Rheinmetall to convert German factories to make defence equipment

By Christoph Steitz and Matthias Inverardi

FRANKFURT/DUESSELDORF (Reuters) -Rheinmetall, Europe’s top ammunition maker, intends to repurpose two of its automotive plants in Germany to mostly make defence equipment, highlighting the impact of an expected surge in spending in the region amid U.S. tensions over the Ukraine war.

Europe’s political leaders, sidelined in U.S.-Russia talks over Ukraine, came together at last week’s Munich Security Conference that served as a wake-up call for the EU to come up with its own sustainable defence plan.

Rheinmetall’s defence expansion affects its factories in Berlin and Neuss, where the company currently makes automotive parts, a business that has faced challenges as Germany’s carmakers battle high costs and competition from abroad.

Under the plans, which still need to be finalised, both factories would become part of Rheinmetall’s Weapon and Ammunition division and serve as so-called hybrid plants, ensuring some automotive production can still take place.

“Above all, the plants will benefit from the industrial strength that the Rheinmetall Group has as a major military equipment supplier, as well as from the high demand from customers in Germany and worldwide,” the group told Reuters in e-mailed comments.

The company said no final decisions had been made regarding the new structure. It also said no explosives would be processed at the sites but they would produce protection and mechanical components for military use.

Shares of European weapon makers have surged in expectation of the spending boom after U.S. President Donald Trump said Europe would need to step up investment in military resources.

The STOXX aerospace and defence index hit record highs last week as investors bet the region’s governments will have to spend more on weapons and military equipment as the U.S. prepares to step back.

This could also give German manufacturing a boost at a time when traditionally strong sectors, most notably automakers including Volkswagen, are cutting capacity and thousands of jobs.

The country’s weak economy was a major grievance among voters in Germany’s elections over the weekend.

RETOOLING

Rheinmetall’s action marks the second time within a month that a defence company has unveiled plans to convert existing manufacturing capacity, after defence group KNDS agreed to take over a plant in eastern Germany from French trainmaker Alstom.

KNDS, 50-50 owned by Germany’s Wegmann & Co GmbH and the French state, plans to make military equipment at the site, including the LEOPARD 2 battle tank and the PUMA infantry fighting vehicle.

Rheinmetall’s market value has soared since Russia’s invasion of Ukraine.
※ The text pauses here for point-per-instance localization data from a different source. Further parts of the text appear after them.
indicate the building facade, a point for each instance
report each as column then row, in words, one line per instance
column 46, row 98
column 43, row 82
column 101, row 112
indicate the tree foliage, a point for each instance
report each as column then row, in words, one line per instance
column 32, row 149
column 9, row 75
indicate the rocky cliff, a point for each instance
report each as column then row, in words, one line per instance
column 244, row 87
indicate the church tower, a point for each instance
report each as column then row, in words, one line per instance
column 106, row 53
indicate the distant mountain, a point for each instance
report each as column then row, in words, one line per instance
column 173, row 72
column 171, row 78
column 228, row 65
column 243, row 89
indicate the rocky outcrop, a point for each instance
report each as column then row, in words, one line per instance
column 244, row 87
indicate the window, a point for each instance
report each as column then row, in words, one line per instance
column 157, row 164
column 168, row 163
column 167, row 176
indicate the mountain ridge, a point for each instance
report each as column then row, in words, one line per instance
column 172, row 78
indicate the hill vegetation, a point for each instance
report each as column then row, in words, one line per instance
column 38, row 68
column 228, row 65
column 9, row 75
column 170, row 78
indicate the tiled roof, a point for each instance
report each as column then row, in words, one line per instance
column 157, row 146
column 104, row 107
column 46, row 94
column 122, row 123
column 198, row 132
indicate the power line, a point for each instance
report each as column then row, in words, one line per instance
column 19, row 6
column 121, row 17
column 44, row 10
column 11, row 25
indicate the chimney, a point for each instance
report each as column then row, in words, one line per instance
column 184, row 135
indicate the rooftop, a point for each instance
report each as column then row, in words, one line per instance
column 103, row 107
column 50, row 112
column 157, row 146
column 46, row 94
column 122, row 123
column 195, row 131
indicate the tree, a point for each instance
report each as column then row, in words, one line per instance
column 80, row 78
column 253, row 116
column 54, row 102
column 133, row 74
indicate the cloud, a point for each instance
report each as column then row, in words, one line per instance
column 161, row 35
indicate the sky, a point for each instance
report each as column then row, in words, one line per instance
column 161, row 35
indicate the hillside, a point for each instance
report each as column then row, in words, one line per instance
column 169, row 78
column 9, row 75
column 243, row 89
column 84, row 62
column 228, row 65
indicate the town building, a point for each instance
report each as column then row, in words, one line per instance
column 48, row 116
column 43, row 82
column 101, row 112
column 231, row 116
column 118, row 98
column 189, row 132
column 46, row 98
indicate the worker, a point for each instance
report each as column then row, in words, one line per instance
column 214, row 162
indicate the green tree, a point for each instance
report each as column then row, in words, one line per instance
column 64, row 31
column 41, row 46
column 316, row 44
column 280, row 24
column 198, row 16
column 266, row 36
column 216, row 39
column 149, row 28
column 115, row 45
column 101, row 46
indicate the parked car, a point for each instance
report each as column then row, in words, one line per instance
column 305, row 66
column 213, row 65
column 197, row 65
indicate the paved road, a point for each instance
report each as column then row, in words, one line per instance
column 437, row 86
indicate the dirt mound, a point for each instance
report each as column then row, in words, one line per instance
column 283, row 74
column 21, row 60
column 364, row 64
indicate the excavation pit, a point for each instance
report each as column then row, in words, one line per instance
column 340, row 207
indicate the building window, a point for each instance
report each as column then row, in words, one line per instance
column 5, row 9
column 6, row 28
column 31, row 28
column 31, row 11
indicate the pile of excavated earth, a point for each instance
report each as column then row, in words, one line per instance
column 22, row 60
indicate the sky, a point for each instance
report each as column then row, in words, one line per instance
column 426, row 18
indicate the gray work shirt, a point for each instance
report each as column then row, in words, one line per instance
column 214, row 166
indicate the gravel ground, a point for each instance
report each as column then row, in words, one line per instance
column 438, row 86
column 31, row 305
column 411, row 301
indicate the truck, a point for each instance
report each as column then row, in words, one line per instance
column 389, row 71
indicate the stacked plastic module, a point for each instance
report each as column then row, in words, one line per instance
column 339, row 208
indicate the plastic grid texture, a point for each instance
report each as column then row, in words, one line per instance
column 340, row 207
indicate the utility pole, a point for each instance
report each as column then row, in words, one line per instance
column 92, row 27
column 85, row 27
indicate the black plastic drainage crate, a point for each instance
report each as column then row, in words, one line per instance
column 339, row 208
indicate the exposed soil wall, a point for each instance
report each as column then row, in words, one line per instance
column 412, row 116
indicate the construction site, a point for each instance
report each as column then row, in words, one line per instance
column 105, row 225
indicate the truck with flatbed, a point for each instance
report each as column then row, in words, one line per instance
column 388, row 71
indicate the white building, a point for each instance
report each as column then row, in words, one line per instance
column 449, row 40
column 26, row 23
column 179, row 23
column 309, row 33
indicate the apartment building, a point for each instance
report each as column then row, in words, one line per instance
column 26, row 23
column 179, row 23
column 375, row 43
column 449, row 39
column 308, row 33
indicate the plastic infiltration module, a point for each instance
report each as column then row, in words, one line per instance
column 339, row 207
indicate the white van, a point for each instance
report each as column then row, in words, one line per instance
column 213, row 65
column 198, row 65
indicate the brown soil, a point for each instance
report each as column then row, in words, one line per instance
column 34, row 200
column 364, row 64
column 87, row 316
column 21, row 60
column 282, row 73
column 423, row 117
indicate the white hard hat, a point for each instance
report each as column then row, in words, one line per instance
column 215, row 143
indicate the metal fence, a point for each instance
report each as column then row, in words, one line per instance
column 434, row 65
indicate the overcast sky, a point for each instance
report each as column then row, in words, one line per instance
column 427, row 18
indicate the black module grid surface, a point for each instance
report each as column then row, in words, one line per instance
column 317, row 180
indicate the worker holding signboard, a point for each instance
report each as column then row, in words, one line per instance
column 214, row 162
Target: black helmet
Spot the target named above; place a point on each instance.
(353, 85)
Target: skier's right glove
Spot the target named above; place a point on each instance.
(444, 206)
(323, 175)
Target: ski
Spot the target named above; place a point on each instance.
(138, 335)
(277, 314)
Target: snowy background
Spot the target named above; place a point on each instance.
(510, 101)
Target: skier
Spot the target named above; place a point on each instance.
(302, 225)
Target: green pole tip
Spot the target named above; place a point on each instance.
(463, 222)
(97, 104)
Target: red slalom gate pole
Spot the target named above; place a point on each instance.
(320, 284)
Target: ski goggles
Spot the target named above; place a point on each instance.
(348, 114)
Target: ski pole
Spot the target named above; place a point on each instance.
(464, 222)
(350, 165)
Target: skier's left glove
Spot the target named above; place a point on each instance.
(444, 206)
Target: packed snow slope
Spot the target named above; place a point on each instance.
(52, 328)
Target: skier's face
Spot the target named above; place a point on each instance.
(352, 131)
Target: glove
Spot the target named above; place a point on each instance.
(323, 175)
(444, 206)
It was elevated to Germany’s blue-chip DAX 30 two years ago and is now worth about 39 billion euros ($40.8 billion), based on LSEG data, almost double its value before Trump was elected.

DEFENCE SPENDING

Defence spending needs to rise as last year only 23 of NATO’s 32 member countries met a target to spend 2% of national output on defence.

“It is not difficult to see why hundreds of billions of euros of additional spending may be required over the rest of this decade,” analysts at Deutsche Bank said.

Deutsche Bank’s economists calculated that correcting 10 years of underspending by NATO members to reach the 2% target would cost about 800 billion euros.

Trump has called on NATO members to increase spending to 5% of GDP.

The Deutsche Bank analysts also said that of the around 200 billion euros spent by Europe on defence equipment since 2022, only 40 billion went to EU defence providers.

There is also increased appetite from investors for defence-related assets, with Thyssenkrupp preparing a spin-off of its warship division TKMS, while KNDS is exploring a stock market listing as soon as the end of 2025.

“We are well prepared and we don’t need to be shy – action must be taken now for security in Europe,” Rheinmetall CEO Armin Papperger had told Reuters earlier this month, adding that the company expected to grow even faster than previously thought.

Rheinmetall’s operating profit at its weapon and ammunition business nearly doubled to 339 million euros over the first nine months of 2024, while profits at its automotive division fell 3.8% to 74 million, it said in November.

The expected boom in defence spending could also benefit Rheinmetall’s rivals, including Hensoldt and Renk.